While some people don’t notice anything except better vision when adjusting to a new prescription, many people will go through an adjustment period. During this time, you may experience some (or all) of the following symptoms:

  • Dizziness
  • Nausea
  • Blurred vision
  • Visual distortions
  • Issues with depth perception
  • Headaches
  • Eyestrain

While these symptoms might be a bit alarming at first, don’t worry! Temporary, mild symptoms are normal and suggest that your eyes and brain are learning to process images differently. This is a good thing and means your vision is in the process of correcting itself. This process can put a bit of strain on your eyes and lead to the above symptoms, but they won’t last long.

It can also take some time to get used to the frames themselves, especially if these are your first pair of glasses. The feeling of having something new on your face can be weird and a bit uncomfortable. Rest assured that any odd or awkward feelings will go away within a couple of weeks as you grow accustomed to your new facial accessory. Soon enough, you won’t even notice they’re there!

How to get used to new glasses

The biggest factor in getting used to your new glasses is simply time, however, there are some things you can do to make the process more pleasant:

  • Keep your glasses clean: Dirty lenses can make your vision blurry, adding to any blurriness you may already be experiencing. Most new glasses come with a cleaning cloth, so make sure to use it!
  • Practice the 20-20-20 rule: If you spend a lot of time looking at screens, practice the 20-20-20 rule to give your eyes a rest. This rule suggests that for every 20 minutes spent looking at a screen, you should look at something 20 feet away for 20 seconds.
  • Wear blue light blocking glasses when using screens: To prevent further eye strain, wear blue light blocking glasses when using digital screens. GUNNAR’s blue light glasses are available with or without prescriptions, so you can wear your prescription GUNNAR blue light blocking glasses when using digital devices and your regular glasses when out and about.

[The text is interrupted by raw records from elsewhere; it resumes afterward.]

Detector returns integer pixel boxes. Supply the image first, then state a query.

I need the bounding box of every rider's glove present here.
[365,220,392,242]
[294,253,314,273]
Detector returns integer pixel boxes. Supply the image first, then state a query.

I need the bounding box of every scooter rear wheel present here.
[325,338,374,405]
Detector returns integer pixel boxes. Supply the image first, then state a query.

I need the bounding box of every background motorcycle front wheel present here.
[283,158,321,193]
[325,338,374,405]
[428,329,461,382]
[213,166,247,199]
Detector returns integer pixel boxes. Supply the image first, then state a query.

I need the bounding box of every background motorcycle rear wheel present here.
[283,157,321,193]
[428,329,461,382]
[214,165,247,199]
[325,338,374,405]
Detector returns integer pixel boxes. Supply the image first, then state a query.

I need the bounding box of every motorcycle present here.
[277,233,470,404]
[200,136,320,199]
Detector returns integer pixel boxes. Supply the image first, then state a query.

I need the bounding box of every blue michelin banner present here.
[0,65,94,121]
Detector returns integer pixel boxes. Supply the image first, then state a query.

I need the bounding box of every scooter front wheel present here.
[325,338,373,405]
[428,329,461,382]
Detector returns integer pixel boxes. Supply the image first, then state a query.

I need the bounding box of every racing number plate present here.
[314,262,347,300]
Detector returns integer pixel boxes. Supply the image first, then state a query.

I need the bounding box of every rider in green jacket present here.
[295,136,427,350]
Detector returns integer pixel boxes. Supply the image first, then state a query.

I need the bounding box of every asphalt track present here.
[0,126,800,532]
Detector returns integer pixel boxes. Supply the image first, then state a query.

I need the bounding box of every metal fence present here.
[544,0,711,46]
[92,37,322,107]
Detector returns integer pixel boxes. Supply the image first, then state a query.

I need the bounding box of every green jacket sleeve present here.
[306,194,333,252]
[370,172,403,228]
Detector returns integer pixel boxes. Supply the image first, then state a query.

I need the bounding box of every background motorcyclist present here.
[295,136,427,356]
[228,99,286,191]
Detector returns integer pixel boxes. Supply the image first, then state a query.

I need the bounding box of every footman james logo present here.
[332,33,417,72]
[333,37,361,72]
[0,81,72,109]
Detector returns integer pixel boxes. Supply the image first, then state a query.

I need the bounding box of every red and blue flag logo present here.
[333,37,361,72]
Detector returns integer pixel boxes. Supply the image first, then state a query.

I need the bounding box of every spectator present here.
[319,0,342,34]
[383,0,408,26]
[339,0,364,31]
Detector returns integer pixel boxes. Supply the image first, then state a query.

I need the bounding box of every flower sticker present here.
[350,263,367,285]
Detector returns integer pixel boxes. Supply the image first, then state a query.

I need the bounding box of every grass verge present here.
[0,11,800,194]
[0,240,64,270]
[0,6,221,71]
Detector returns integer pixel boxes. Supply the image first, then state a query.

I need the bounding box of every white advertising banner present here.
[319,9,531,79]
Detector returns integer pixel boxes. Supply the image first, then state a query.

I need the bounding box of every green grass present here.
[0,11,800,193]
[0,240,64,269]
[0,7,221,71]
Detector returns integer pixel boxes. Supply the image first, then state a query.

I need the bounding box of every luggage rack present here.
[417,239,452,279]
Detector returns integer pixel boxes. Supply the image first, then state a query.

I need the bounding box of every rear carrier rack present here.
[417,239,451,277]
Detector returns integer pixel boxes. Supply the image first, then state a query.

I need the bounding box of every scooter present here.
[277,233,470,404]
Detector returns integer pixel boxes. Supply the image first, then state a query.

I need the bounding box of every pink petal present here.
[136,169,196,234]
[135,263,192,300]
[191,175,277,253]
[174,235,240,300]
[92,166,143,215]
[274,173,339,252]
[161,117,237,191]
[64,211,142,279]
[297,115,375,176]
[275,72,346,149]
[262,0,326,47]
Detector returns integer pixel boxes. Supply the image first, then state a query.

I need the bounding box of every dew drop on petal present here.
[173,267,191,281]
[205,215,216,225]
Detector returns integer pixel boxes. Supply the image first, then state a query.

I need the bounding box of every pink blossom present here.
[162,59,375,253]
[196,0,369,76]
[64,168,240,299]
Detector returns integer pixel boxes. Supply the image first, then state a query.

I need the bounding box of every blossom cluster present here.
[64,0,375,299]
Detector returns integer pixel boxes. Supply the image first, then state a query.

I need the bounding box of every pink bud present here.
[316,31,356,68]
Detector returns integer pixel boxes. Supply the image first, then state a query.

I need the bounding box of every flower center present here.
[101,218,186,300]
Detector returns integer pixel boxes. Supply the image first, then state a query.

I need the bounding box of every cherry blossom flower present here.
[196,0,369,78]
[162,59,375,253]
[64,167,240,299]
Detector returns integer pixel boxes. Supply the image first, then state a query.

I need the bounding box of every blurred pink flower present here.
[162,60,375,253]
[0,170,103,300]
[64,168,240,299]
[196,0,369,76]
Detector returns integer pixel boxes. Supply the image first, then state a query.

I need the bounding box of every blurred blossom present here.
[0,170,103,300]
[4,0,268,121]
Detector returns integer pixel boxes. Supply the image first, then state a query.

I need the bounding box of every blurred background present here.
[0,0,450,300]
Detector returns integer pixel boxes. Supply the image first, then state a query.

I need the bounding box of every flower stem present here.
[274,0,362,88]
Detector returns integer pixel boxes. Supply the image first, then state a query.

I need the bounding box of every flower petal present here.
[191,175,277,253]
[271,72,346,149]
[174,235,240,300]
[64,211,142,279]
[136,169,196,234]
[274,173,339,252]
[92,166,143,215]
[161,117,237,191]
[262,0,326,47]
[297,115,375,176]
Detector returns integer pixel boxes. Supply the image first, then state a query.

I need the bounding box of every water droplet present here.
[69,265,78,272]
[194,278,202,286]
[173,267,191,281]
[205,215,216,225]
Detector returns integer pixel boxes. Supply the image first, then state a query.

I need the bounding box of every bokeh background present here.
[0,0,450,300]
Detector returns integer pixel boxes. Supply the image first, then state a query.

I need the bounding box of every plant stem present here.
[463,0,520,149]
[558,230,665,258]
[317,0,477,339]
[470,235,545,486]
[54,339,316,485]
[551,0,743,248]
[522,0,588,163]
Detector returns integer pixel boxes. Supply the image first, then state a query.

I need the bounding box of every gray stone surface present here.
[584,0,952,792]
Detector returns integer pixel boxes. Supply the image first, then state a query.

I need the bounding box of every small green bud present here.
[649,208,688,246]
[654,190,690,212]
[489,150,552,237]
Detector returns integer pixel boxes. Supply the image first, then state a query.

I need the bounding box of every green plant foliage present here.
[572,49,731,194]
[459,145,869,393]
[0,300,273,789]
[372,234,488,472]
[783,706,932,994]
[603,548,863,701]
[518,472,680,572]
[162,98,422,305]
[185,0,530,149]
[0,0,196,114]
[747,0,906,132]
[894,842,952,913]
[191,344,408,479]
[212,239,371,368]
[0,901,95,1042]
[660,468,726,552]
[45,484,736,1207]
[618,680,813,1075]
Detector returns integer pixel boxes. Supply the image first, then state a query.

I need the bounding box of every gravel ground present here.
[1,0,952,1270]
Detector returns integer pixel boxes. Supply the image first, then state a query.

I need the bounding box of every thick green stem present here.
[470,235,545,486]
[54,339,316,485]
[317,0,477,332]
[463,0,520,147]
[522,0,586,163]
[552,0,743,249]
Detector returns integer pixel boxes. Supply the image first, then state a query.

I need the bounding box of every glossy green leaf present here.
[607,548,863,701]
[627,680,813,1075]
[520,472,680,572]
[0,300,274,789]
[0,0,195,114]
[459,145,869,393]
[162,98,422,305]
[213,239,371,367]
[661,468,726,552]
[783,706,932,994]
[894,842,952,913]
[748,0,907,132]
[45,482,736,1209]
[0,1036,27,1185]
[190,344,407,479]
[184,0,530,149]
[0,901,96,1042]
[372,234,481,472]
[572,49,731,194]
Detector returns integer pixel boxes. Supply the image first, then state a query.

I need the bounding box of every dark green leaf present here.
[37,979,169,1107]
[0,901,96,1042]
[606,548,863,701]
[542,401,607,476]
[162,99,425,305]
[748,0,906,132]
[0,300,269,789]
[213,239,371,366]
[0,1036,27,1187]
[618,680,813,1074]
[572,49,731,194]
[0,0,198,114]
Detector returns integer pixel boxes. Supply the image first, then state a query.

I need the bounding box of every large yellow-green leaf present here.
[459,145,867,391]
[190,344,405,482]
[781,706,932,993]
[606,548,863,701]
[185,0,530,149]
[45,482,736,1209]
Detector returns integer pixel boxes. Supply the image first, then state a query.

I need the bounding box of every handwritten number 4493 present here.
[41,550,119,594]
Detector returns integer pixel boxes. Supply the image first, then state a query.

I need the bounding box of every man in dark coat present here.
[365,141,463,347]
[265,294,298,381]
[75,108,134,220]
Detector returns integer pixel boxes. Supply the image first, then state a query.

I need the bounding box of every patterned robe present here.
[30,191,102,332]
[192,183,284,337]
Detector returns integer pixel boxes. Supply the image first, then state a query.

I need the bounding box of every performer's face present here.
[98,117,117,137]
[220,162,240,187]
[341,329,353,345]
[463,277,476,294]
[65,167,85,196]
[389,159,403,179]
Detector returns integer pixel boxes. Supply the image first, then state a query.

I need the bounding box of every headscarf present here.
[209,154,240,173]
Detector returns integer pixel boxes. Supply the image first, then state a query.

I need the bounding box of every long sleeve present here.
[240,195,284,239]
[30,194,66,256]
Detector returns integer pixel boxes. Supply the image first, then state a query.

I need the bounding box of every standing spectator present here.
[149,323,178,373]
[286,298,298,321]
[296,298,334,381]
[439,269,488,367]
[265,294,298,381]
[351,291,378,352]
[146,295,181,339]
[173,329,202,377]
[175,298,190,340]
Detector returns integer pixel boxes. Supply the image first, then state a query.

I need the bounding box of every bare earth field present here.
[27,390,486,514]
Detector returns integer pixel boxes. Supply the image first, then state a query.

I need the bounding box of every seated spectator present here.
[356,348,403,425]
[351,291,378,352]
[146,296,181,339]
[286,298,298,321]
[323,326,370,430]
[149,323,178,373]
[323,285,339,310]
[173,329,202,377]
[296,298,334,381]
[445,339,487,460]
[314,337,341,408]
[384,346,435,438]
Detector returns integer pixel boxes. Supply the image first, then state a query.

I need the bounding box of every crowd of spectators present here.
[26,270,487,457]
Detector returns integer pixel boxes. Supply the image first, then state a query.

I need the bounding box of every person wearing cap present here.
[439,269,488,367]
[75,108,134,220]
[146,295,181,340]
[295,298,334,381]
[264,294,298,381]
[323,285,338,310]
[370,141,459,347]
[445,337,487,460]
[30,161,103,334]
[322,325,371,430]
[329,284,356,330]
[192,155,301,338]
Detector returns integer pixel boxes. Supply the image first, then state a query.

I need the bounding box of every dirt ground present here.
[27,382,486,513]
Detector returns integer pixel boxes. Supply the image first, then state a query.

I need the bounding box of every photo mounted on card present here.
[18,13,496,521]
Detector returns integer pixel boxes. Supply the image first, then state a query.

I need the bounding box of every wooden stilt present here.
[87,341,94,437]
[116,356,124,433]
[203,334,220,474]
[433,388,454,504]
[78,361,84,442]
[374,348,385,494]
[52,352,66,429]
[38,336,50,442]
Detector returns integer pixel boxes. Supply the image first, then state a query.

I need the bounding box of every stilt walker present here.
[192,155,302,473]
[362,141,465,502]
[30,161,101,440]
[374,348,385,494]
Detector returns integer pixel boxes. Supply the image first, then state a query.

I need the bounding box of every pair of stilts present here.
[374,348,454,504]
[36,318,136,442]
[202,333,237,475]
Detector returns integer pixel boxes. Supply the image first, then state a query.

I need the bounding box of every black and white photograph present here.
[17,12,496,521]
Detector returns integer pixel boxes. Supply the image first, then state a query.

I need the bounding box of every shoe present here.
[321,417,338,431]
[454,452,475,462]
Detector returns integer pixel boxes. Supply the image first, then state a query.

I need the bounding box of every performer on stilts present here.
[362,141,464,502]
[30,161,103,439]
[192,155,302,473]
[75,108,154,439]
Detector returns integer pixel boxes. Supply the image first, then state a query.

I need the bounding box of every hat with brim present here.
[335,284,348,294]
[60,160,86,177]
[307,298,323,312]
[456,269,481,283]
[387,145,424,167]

Are there things you should avoid while getting used to your glasses?

When you’re getting used to your new glasses, there are few things you should avoid. Because your balance and vision might be a bit off, we don’t recommend driving long distances, operating machinery, or engaging in strenuous activities for the first few days after getting a new prescription. Instead, take advantage of this time to relax as you give your eyes time to adjust to the new prescription. Stick to low-key activities that don’t require visual acuity and good balance.

Are new glasses supposed to be blurry?

While a new prescription can make your vision a bit blurry as your eyes are adjusting, your vision should not stay blurry for more than a few days, or two weeks at the most. You may have a longer adjustment period if you’re using glasses for the first time or if there’s a big prescription change. If you’re experiencing headaches, blurred vision, eye strain, or any of the other above-mentioned symptoms after two weeks of regularly wearing your new glasses, it’s time to contact your eye doctor. Your doctor will discuss your concerns, examine you, and determine what is causing your persistent symptoms.

The bottom line

Adjusting to new glasses can be an annoying and sometimes uncomfortable process, but take heart: it won’t last forever. Your eyes and brain are working hard to allow you to see clearly, so just take it easy and give it some time. Soon enough, you’ll be rocking your new lenses with confidence and clarity!